A jury found Derksen guilty of second-degree murder in February. Two months later, a judge – interpreting the jurors’ verdict – found that Derksen, not Lafferty, had fired the shots that killed Aden.
A murder charge against Lafferty, however, was not dropped at the time.
On Tuesday this week, a day before a preliminary hearing in Red Earth Creek regarding Lafferty’s case, the Crown prosecutor’s office withdrew that charge.
“Ms Lafferty is pleased that after over 2.5 years of being on strict release conditions, the Crown prosecutor’s office has withdrawn all charges against her in a very serious case,” read a statement emailed to Cabin Radio by her lawyer, Telmo dos Santos.
“This was undoubtedly the correct decision and Ms Lafferty can now move on with her life in a positive direction.”
Justice Eldon J Simpson of the King’s Court of Alberta had earlier ruled that Derksen threatened Lafferty and lied to police officers following the shooting of Aden.
Simpson ruled in April that Derksen had left Yellowknife, where both he and Lafferty lived, with a loaded handgun that Lafferty did not know about and didn’t know how to use.
The two were in a relationship, the court had heard. They drove from Yellowknife to High Level then returned north to Hay River to collect Aden before turning back toward Edmonton.
Outside Red Earth Creek, Simpson said, Derksen and Aden “became embroiled in an argument that led to a physical fight.”
The judge concluded Derksen had shot Aden four or five times, after which he and Lafferty continued on to Edmonton, disposing of Aden’s possessions. The two were arrested and charged in March 2020.
Derksen “threatened Deidre Lafferty after the shooting” and “concocted a story,” the judge said, in which Derksen attempted to blame Lafferty for the killing instead.
Lafferty, asked at one point by Derksen’s lawyer whether she was “looking out for herself” in the evidence she gave, said: “I’m not looking out for myself.

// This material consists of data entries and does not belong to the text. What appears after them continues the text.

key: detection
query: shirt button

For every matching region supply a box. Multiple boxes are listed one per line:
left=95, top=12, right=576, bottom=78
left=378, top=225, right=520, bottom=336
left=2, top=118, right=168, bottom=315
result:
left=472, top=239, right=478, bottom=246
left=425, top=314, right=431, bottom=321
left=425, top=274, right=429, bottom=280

I’m looking out for the person who had got shot. I’m trying to get justice for him. If anything, he did not deserve to die.
“He did not deserve to go out the way he did. He did not do anything to me or Winston. And he knows that. He did not try to hurt us one bit.”
Simpson ruled: ” I am satisfied beyond a reasonable doubt that Winston Derksen created a lie regarding his involvement in Faisal Aden’s death and influenced Deidre Lafferty to lie to the police.
“Furthermore, I am satisfied beyond a reasonable doubt he did these things to cover up what actually happened to Faisal Aden.”